ICEA survey finds most Kenyan retirees struggle to survive on pensions

ICEA survey finds most Kenyan retirees struggle to survive on pensions

Nearly half of retirees’ savings last only part of their expected retirement years, raising concerns about financial security in later life. Major spending areas include healthcare, food, and support for dependents.

A recent nationwide survey by ICEA Lion has revealed that most retirees in Kenya are unable to rely solely on their pensions to meet everyday expenses.

The findings, based on responses from 1,200 working and retired Kenyans, highlight the fragile financial state of the ageing population in a country where savings culture is weak and social security coverage remains limited.

The "ICEA Retirement Preparedness Survey" shows that just about half of retirees feel their pension is enough to sustain them in old age. However, when actual living costs are considered, most retirees are only able to cover roughly 40 per cent of their basic needs.

“When we asked the retirees, 'Do you adequately meet your expenses for your retirement income?' A majority of 76 per cent said only to some extent,” said Jackline Ochieng, the research lead at ICEA.

The survey further shows that nearly half of retirees’ savings may last only part of their expected retirement years, raising concerns about financial security in later life. Major spending areas include healthcare, food, and support for dependents.

30 per cent of retirees dedicate between 11 and 20 per cent of their income to medical costs, while a third spend up to 30 per cent of their earnings on food. Another third continue to provide financial support to children, grandchildren, or other dependents.

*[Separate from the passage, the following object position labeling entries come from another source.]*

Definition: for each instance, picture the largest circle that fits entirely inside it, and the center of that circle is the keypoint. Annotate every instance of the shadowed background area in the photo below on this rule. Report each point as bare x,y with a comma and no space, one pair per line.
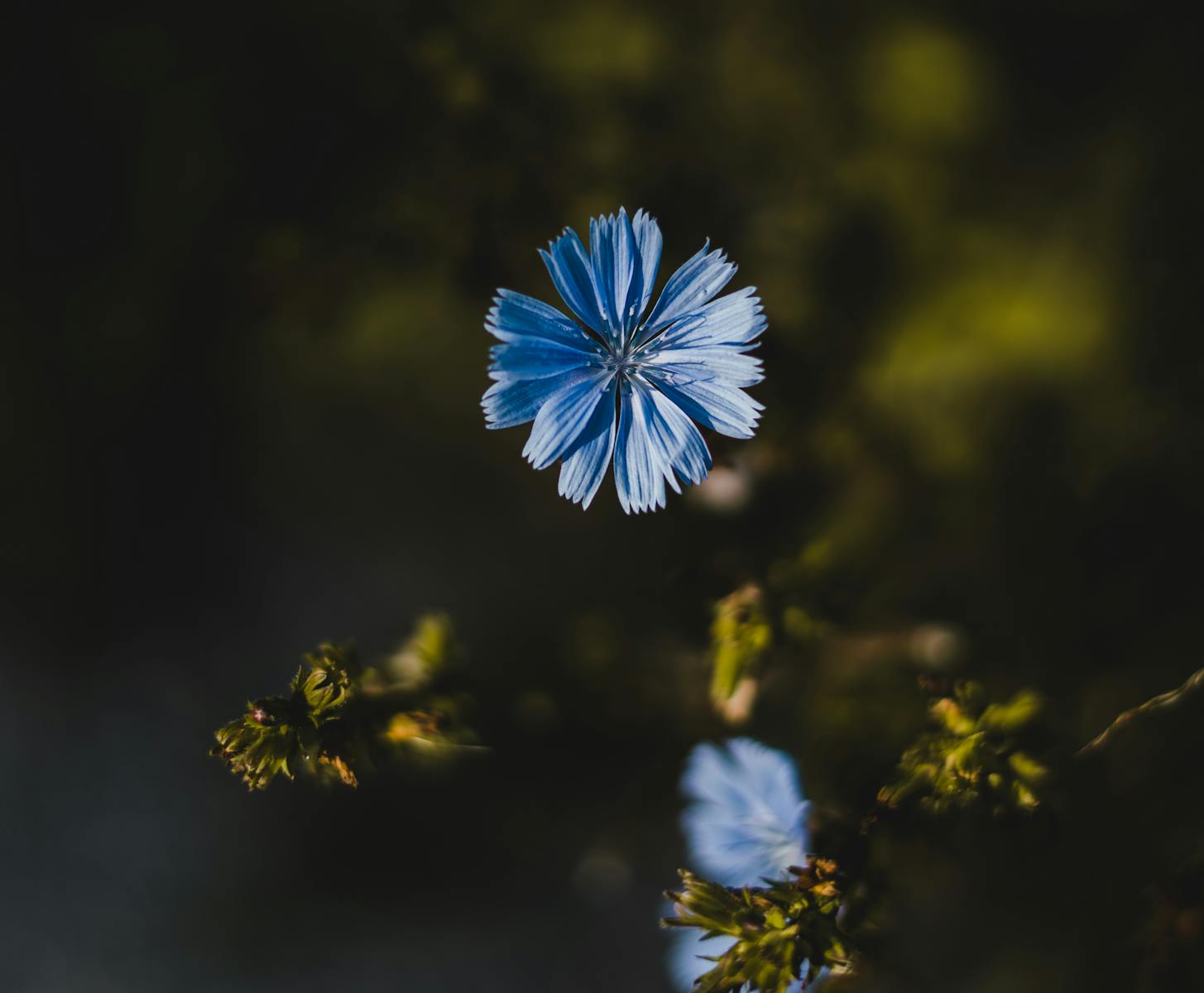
249,257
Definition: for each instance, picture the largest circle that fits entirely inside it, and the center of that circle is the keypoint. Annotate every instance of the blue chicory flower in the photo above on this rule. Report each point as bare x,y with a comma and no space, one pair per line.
746,820
622,386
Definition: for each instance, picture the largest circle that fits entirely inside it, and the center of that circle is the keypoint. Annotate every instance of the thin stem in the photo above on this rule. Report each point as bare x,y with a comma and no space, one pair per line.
1161,702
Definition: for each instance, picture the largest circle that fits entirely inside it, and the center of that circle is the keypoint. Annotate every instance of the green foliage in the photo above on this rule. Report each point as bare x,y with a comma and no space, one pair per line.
341,717
785,931
976,757
740,637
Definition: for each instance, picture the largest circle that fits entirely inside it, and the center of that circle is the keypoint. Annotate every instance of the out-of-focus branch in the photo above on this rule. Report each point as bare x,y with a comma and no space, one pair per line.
1161,702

“This study moves the conversation from assumption to fact. Medical and dependent-related expenses continue to burden retirees despite having limited income streams,” Ochieng noted.

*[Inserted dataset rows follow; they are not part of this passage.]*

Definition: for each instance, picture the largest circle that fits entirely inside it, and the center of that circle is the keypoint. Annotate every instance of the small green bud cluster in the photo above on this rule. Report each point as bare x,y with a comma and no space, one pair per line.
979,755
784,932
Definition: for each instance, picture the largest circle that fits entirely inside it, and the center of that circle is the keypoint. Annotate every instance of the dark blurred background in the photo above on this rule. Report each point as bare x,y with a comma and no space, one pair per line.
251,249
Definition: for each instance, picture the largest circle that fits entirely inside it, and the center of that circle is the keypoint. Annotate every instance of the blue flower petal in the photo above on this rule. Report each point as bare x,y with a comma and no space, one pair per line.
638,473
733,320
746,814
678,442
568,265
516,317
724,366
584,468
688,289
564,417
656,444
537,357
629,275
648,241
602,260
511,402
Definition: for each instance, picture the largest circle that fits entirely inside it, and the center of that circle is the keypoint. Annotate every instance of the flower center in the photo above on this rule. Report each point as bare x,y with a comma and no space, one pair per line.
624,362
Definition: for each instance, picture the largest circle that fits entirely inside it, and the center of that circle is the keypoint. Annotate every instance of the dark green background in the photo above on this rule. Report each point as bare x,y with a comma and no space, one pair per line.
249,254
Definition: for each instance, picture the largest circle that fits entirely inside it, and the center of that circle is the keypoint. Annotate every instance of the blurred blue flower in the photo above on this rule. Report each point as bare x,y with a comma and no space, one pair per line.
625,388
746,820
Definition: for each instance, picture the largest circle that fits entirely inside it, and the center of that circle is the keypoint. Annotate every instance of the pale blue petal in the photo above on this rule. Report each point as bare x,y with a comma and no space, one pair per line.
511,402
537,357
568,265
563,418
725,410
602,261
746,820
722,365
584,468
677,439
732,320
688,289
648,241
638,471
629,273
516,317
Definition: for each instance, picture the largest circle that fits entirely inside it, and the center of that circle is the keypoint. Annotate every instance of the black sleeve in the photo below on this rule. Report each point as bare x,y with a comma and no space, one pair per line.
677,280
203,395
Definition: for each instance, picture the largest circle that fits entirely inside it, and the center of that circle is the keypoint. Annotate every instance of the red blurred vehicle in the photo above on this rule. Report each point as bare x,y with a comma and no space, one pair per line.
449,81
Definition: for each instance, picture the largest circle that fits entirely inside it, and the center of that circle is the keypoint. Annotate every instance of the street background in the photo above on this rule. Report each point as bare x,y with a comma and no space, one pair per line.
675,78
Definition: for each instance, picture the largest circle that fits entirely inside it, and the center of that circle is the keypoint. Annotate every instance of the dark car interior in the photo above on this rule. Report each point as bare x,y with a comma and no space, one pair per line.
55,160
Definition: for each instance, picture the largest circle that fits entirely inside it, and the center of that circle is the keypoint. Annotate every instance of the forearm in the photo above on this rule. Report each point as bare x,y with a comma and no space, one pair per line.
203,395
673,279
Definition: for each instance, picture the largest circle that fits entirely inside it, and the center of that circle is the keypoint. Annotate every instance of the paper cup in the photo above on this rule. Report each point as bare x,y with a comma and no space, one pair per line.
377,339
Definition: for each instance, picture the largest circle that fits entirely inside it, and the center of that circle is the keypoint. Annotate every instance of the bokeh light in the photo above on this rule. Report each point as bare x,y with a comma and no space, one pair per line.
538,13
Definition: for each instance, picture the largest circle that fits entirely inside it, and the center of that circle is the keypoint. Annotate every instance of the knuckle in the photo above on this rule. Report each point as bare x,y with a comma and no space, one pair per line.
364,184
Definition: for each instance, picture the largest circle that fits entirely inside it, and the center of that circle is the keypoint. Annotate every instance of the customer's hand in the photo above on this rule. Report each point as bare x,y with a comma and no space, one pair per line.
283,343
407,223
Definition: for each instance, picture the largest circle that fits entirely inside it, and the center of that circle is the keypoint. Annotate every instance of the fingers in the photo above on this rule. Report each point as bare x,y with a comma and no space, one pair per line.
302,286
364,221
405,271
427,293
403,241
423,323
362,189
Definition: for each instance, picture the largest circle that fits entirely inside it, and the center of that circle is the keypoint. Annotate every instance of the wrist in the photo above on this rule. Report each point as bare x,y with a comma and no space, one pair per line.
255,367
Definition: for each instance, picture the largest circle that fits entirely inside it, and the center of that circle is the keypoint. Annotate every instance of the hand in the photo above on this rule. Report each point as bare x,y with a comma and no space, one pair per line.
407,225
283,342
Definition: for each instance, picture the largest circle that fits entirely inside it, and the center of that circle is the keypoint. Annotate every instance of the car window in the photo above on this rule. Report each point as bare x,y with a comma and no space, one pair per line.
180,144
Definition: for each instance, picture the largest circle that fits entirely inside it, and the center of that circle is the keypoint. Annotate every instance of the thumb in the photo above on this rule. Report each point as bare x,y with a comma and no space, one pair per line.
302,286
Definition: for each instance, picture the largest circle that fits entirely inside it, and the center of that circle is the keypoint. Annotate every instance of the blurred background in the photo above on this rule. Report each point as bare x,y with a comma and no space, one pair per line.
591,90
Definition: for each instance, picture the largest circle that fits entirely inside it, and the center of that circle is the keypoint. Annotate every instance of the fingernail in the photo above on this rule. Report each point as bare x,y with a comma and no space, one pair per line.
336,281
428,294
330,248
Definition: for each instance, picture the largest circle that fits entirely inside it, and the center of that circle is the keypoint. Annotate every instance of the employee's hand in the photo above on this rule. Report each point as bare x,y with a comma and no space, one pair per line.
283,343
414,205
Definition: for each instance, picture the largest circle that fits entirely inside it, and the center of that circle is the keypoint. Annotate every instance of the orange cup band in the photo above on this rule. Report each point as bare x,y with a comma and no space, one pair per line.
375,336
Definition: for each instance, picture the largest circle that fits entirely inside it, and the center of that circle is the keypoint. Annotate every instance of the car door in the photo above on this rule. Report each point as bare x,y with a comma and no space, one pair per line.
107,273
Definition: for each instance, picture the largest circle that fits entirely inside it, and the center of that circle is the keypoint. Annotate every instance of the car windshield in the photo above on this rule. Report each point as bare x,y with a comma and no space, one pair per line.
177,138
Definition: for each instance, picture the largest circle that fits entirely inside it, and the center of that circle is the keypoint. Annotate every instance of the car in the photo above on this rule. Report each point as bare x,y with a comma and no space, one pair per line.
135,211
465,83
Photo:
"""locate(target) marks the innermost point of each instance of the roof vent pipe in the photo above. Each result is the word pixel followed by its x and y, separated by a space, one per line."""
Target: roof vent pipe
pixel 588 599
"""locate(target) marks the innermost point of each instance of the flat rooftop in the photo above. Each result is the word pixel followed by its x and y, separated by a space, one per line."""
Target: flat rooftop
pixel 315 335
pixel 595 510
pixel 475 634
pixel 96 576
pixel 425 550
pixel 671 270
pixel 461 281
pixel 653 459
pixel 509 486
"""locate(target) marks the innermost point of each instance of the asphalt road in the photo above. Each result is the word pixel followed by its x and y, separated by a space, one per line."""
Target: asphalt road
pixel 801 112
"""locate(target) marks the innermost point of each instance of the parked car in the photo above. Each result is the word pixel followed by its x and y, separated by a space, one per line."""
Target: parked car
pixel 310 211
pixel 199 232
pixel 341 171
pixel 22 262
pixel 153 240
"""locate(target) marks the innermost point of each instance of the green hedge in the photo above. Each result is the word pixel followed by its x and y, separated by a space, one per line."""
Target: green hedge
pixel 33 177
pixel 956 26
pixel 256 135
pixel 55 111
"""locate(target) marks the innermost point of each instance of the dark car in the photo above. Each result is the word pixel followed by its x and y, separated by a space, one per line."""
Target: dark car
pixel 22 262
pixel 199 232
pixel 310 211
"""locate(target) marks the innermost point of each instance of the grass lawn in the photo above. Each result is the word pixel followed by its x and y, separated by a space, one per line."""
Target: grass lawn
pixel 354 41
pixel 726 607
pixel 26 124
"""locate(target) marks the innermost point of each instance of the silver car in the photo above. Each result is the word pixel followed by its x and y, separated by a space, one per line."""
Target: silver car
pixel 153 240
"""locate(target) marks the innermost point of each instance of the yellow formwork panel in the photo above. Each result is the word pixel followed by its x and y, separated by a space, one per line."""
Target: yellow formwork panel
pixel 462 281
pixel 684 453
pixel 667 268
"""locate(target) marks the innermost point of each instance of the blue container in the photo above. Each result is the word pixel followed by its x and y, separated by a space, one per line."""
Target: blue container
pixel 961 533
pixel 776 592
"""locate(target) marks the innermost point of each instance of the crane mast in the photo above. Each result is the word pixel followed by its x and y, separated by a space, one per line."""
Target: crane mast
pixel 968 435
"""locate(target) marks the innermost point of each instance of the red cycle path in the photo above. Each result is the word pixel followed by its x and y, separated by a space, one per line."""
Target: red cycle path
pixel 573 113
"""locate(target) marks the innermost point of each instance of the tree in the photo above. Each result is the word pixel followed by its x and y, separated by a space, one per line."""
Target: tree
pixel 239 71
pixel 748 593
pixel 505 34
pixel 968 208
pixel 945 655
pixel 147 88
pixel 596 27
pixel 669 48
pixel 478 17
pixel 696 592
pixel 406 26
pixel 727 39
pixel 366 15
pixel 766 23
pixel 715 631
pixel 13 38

The survey also reveals that many workers are inadequately preparing for retirement. Only 29 per cent feel confident that their current pension contributions will suffice when they retire, even though 57 per cent participate in a pension plan.

Nearly 41 per cent save less than 10 per cent of their earnings, 60 per cent have no retirement expense plan, and almost a quarter rarely consider inflation’s impact on future savings.

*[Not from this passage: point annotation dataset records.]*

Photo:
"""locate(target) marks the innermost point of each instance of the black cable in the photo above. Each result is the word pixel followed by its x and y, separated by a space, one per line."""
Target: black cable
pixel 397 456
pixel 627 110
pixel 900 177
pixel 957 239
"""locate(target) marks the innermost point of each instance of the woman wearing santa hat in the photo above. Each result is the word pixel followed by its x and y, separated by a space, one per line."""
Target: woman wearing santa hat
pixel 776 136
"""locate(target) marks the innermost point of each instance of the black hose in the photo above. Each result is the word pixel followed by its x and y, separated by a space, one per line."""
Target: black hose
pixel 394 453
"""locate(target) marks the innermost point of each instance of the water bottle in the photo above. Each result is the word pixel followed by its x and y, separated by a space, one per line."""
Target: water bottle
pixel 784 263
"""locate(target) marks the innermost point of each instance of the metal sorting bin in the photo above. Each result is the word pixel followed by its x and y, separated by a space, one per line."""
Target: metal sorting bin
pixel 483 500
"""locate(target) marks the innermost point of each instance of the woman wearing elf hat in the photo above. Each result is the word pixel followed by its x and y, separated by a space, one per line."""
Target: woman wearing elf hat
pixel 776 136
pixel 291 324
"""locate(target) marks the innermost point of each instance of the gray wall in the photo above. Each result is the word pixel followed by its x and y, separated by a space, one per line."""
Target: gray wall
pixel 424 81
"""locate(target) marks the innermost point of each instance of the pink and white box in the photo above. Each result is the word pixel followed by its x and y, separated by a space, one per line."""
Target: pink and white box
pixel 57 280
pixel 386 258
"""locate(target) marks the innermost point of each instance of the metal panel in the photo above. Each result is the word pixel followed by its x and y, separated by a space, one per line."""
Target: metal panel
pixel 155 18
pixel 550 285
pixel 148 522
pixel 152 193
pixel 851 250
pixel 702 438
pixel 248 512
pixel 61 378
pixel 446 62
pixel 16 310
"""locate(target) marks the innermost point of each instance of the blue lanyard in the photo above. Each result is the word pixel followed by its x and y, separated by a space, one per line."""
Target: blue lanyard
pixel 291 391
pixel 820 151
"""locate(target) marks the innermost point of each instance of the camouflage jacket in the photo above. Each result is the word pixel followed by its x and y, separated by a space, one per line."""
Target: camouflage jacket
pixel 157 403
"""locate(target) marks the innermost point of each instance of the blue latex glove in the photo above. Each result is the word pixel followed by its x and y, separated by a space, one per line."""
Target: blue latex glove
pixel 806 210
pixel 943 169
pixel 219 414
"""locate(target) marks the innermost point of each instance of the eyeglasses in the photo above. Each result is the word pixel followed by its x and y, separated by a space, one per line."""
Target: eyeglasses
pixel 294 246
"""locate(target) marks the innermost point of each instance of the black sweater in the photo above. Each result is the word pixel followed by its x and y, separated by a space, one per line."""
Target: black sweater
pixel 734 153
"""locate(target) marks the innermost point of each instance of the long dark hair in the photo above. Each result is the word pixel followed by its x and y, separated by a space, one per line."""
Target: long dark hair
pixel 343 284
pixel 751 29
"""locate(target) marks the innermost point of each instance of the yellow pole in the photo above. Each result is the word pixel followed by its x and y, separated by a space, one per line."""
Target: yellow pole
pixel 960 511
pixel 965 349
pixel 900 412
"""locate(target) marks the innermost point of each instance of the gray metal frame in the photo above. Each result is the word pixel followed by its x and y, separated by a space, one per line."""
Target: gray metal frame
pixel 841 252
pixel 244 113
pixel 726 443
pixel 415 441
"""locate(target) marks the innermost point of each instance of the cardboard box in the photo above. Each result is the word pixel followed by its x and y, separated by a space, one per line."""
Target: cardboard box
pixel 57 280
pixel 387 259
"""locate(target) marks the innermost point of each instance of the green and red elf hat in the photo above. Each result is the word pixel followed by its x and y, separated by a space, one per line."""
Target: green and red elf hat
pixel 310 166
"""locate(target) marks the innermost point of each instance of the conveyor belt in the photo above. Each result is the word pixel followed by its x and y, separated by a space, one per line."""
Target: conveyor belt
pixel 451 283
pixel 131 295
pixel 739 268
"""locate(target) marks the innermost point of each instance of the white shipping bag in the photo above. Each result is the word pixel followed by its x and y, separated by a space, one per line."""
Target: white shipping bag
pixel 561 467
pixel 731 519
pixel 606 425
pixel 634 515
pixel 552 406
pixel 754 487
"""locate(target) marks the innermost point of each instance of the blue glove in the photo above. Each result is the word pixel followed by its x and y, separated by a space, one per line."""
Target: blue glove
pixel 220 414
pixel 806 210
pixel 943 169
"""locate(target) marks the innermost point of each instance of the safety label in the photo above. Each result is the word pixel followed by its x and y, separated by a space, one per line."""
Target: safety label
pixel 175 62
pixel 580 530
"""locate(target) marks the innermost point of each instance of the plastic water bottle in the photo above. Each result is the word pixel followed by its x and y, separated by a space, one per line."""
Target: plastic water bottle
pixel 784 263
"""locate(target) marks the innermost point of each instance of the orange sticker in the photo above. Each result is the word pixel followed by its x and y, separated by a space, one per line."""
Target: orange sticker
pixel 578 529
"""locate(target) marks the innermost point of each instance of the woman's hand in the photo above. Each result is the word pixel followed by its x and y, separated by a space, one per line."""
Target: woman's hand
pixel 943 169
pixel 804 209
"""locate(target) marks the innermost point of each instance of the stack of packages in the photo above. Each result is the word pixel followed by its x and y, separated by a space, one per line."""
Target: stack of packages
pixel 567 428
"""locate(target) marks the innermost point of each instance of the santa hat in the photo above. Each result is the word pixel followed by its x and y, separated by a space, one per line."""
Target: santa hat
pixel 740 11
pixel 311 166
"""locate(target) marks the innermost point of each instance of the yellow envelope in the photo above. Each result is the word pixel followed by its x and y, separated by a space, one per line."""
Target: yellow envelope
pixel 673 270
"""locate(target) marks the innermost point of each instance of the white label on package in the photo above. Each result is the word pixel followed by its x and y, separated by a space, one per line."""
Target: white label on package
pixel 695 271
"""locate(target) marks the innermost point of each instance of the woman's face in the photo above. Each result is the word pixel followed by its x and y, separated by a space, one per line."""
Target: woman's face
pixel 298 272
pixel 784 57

Education appears to influence retirement preparedness. Workers with higher education levels tend to save more, plan better, and utilise pension products consistently.

There is a noticeable gap between formal and informal sector employees: 76 per cent of formal workers contribute to pensions, compared to just 33 per cent in the informal sector, with formal workers saving nearly double on average.

Among retirees, 95 per cent of those from formal employment had pension savings, while half from the informal sector retired without any pension.

“NSSF is the most common pension option, followed by voluntary schemes. Beyond that, banks and mobile-money platforms are popular among workers, while retirees rely more on Saccos and community-based savings,” Ochieng said.

The survey also highlights that almost half of workers do not expect pensions to be their main income in retirement, planning instead to rely on other savings.

ICEA’s Retirement Preparedness Index, which considers savings, financial adequacy, and sustainability, scored Kenya at 0.5418, moderate but leaning low.

While there is awareness of the need to plan for retirement, saving habits and financial strategies fall short. Ten per cent of savers frequently withdraw from their pensions early, mostly for urgent needs, adding to the financial strain.